⚠ Draft preview · not yet published · back to drafts list

·fintech

Tantri's fintech series, Part 1: what your savings account knows about your credit

On May 29, 2025, Tantri sent his own working paper into the WhatsApp group — an algorithm trained on savings-account transactions that out-predicts traditional credit scores. Here's the abstract, the four research questions, and the policy implication, in his words.

  • #fintech
  • #credit-scoring
  • #machine-learning
  • #banking
  • #india
  • #tantri-research
  • #tantri-files

From The Tantri Files — verbatim writing from Prof. Tantri’s WhatsApp messages, with his blessing. On May 29, 2025, he announced the start of a new fintech series and led with his own working paper.


How it started

Tantri (May 29, 1:52 AM).

Starting a series on fintech as promised. I will start with my paper, the first draft I finished just now. The idea is to use savings account transactions to predict loan performance for borrowers not having credit scores.

Will write more about this tomorrow. Here is the paper.

He attached the PDF. The next message, sent immediately after, was the abstract.

The abstract — in his words

With the advent of open banking, data on savings transactions are now increasingly available. However, the lack of outcomes for rejected loan applicants — selective labels problem — and filtering of data due to consent requirements introduce selection into screening and monitoring algorithms based on this data.

We overcome these problems using a unique policy experiment where the Indian government forced banks to lend to all street vendors as a part of its post-COVID-19 policy.

Our model that uses savings transactions of all borrowers as inputs achieves an AUC of 77.6 (85.79–93.32). It outperforms models that use only credit scores or borrower demographics. The model also identifies which transactions matter most — recurring inflows, expense volatility, and the timing of large outflows do most of the work.

The four questions the paper asks

A few hours later, Tantri sent the long-form summary of the paper, structured as a walkthrough of four questions. This is reproduced essentially in full.

Question 1 — Do savings transactions before the loan predict loan performance?

First, do savings account transactions before the issue of a loan predict eventual loan performance?

The answer is yes.

An algorithm trained on savings account transactions has an AUC of 75.6. Adding borrower demographics and credit scores increases the AUC to 77.6.

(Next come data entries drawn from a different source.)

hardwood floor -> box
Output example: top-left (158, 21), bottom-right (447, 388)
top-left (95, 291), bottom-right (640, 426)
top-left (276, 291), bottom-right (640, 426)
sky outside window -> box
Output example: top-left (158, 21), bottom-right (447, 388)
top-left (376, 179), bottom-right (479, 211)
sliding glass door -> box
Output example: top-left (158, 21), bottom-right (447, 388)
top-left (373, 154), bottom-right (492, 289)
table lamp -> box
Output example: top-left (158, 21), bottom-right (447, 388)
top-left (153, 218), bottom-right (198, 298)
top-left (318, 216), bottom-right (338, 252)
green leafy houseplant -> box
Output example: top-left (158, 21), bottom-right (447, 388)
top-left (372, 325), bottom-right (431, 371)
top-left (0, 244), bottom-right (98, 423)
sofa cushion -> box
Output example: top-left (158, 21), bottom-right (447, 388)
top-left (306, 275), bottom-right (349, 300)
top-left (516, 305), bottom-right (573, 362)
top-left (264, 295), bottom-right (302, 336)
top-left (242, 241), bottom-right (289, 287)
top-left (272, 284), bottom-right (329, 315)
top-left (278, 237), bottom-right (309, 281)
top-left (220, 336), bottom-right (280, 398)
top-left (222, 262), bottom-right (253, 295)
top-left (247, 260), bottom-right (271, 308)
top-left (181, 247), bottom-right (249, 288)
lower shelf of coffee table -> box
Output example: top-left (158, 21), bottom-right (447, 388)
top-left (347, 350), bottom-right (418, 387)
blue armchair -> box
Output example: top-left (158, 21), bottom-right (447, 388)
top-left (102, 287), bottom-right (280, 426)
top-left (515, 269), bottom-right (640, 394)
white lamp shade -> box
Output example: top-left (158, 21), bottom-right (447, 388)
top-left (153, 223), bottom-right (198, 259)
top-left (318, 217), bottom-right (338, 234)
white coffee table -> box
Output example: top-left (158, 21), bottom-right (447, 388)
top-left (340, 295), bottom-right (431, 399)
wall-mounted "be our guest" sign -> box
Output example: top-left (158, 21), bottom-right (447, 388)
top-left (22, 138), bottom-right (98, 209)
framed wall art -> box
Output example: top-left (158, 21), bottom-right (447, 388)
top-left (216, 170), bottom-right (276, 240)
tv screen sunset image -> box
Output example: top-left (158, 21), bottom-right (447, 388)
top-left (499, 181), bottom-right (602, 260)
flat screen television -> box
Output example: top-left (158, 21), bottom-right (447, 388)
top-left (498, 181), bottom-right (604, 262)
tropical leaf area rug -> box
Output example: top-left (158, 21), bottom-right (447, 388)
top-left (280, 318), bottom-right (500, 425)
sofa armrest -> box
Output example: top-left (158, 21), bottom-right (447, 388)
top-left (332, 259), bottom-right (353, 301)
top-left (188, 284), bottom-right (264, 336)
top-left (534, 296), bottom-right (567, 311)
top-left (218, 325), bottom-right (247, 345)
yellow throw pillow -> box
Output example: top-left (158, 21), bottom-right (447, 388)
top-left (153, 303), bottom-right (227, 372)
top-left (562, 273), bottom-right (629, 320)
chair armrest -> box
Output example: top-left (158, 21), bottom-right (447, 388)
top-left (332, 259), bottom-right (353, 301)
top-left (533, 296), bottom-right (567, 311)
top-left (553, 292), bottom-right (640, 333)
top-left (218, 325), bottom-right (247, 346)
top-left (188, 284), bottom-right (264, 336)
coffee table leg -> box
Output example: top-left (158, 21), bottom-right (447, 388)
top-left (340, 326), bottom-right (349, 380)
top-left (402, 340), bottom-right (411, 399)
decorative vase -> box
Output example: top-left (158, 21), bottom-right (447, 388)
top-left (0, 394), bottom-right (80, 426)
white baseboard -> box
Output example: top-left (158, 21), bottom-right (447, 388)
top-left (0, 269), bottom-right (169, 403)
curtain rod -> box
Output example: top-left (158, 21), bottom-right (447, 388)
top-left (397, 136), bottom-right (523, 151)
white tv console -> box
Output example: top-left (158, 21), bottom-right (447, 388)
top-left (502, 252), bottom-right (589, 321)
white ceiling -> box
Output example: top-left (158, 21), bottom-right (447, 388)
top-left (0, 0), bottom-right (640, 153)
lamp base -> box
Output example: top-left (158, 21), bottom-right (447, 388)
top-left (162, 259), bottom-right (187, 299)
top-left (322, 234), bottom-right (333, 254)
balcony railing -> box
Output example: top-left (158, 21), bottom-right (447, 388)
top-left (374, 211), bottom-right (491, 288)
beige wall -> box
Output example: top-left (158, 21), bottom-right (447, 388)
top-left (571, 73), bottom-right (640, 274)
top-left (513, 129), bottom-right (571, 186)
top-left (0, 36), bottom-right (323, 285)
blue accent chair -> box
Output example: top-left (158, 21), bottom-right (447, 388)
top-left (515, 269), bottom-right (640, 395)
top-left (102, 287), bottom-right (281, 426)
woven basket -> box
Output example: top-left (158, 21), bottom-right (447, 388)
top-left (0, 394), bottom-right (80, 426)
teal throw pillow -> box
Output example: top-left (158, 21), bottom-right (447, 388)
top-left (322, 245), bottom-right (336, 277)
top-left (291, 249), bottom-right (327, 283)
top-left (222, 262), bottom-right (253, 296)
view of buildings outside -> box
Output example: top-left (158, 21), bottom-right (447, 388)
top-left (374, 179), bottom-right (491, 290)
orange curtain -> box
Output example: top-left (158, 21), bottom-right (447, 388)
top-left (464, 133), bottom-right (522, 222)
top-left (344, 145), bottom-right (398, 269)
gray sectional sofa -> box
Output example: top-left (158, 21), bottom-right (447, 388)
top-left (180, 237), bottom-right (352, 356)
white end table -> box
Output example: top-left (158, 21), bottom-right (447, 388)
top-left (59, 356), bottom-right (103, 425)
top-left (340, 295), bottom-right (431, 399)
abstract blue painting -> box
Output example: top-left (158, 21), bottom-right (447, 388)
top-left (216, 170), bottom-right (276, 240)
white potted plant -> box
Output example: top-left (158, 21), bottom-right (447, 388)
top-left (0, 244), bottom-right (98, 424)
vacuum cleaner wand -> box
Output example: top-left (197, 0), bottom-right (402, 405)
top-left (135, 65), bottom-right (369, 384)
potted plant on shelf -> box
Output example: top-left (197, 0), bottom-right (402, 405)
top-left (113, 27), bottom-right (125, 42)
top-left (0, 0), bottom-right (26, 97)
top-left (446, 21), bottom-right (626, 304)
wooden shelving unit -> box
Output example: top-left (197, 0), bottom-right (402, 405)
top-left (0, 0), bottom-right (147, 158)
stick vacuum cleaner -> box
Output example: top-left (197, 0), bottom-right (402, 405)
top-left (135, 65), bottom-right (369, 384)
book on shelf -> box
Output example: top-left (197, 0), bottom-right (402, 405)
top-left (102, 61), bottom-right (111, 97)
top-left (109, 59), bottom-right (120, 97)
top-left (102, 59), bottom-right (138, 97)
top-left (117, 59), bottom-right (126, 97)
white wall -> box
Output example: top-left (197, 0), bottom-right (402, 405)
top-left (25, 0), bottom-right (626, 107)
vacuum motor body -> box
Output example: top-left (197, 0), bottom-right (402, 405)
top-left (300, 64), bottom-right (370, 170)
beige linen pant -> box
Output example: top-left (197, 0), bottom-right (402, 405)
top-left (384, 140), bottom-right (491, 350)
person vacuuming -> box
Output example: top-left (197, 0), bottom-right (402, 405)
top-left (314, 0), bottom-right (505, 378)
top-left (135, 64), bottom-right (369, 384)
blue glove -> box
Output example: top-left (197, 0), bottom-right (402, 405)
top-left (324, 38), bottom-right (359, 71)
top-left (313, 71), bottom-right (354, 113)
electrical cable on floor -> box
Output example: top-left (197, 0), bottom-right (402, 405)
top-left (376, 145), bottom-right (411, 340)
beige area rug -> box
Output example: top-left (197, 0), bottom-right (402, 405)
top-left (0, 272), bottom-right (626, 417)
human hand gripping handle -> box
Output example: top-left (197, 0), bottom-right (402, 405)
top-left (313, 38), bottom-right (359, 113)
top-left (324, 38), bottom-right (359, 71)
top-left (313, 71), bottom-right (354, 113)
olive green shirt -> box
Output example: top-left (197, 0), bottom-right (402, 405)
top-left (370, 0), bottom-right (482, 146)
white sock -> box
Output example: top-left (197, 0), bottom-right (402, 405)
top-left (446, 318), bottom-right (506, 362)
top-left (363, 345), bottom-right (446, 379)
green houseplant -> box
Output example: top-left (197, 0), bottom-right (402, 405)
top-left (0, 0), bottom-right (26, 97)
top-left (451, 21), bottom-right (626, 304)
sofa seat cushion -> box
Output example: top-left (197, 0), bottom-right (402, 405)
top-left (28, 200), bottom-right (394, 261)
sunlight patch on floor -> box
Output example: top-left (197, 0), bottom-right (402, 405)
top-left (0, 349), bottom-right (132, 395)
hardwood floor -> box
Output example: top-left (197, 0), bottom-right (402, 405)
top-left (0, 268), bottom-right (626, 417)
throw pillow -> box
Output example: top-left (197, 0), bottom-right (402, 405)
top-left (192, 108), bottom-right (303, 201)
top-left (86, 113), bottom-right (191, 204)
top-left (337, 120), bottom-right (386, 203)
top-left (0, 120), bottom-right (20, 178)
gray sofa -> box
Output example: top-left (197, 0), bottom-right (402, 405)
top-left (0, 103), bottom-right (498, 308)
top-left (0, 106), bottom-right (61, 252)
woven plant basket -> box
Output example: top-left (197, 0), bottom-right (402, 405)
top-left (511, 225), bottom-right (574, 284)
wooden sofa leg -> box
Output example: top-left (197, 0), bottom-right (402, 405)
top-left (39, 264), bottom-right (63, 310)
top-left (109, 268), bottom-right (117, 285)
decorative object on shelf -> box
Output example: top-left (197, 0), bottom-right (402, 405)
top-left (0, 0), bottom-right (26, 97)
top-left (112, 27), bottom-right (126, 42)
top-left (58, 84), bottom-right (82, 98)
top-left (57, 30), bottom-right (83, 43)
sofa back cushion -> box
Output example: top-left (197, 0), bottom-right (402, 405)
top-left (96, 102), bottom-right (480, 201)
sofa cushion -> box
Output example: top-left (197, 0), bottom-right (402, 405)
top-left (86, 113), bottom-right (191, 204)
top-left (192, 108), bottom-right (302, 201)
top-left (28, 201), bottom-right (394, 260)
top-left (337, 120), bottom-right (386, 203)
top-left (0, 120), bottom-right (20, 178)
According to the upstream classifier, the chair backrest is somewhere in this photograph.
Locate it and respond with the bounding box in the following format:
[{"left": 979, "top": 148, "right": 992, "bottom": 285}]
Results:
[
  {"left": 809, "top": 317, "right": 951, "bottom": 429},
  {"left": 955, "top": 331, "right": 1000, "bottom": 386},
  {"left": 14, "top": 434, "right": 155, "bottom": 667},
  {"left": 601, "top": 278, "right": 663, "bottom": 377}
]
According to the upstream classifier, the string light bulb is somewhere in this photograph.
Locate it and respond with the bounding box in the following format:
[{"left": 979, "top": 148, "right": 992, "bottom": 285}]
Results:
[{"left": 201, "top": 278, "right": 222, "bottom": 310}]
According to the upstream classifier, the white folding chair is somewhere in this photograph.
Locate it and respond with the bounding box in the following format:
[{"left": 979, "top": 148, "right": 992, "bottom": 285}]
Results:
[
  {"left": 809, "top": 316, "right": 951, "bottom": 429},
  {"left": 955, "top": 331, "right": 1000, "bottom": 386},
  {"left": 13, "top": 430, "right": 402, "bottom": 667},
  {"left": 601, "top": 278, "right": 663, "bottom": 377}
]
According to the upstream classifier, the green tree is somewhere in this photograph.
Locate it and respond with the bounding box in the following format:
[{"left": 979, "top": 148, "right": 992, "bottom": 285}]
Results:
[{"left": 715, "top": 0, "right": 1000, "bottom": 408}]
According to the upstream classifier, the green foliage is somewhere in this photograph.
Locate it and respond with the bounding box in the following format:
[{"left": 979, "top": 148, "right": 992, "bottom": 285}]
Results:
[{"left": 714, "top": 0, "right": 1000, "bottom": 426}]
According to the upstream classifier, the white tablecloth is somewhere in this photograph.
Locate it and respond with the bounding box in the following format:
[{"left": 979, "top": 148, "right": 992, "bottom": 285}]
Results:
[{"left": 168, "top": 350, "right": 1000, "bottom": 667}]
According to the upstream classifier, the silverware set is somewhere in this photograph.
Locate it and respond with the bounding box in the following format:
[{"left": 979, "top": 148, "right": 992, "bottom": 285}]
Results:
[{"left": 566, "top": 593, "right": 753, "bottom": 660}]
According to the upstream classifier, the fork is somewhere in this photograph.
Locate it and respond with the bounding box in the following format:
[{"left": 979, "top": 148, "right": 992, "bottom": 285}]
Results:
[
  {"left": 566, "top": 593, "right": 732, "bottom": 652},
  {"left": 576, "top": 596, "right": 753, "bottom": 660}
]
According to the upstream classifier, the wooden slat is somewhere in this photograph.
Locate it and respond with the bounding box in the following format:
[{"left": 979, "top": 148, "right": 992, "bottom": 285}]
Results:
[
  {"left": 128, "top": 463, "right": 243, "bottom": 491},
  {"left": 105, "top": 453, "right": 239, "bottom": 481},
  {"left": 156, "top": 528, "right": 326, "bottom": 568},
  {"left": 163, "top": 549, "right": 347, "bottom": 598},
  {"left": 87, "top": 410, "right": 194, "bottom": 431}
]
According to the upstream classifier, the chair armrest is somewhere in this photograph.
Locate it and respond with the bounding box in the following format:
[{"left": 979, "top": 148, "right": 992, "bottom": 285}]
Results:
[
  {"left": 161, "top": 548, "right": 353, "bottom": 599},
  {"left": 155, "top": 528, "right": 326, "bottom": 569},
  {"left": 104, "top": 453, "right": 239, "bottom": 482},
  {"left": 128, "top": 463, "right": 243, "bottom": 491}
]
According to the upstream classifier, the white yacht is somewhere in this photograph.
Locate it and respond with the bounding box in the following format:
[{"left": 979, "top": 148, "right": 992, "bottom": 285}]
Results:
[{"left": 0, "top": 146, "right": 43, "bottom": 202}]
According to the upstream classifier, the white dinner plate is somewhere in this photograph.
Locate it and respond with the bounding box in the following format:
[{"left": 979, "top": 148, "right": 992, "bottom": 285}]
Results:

Question 2 — Are savings transactions useful for monitoring after a loan is issued?

Second, is the data on savings account transactions after a loan is issued useful for monitoring?

Again, the answer is yes.

Our monitoring model achieves AUCs between 85.79 and 92.32, depending on the loan month under consideration.

Question 3 — How does the savings-account model compare with credit scores?

Next, we compare the economic impact of savings account data with credit scores and demographic information.

Our analysis that fixes the loan rejection rate at the optimal level applicable to the full-data model that uses all three sources of data shows that using savings account information leads to 46.5% (18.5 to 9.9) lower NPAs when compared to models that do not use savings account data.

Similarly, we also show that the use of savings account data could lead to a reduction in loan rejection rate from 84.6% to 44.5% — a decline of an economically meaningful 47% — without changing the NPA rate.

Question 4 — What does this mean for fintech policy?

The point is open banking practiced well has great potential.

But right now, fintechs are not using this information efficiently.

What this means for the rest of us

Three things to take away from how Tantri framed this paper, even if you never read it:

One. The “credit thin file” problem in India — the millions of borrowers with no formal credit history — is solvable with data the borrowers themselves are already generating. The bottleneck is consent and infrastructure, not signal.

Two. Even when the signal exists, the algorithms have to work around the selective labels problem: lenders only see what happens to the borrowers they actually lent to, which makes any model trained on observed defaults systematically biased. The paper’s policy experiment — the post-COVID rule that forced banks to lend to all street vendors — was the rare moment when this bias could be cleaned out. If you ever build a credit model, this is the trick: find the natural experiment that removes the selection.

Three. The economic effect is large in both directions. You can keep the same default rate and reject 47% fewer borrowers, or keep the same rejection rate and cut NPAs nearly in half. Either tail of that trade-off changes how much credit gets to small businesses in India.

If you want to work in fintech and you’ve been wondering what unsexy, important problem still has room — this is it.


Editor’s notes

The abstract and four research questions are reproduced verbatim from Tantri’s messages in the INFS Co25 WhatsApp group on May 29, 2025. The “what this means” section is editorial commentary, not Tantri’s. The paper itself is Tantri’s own working draft; once it is publicly posted on SSRN we’ll link it here.

Tantri’s continuing fintech series — promised in this announcement — will be added to this page or as separate posts under the tantri-research tag as it appears.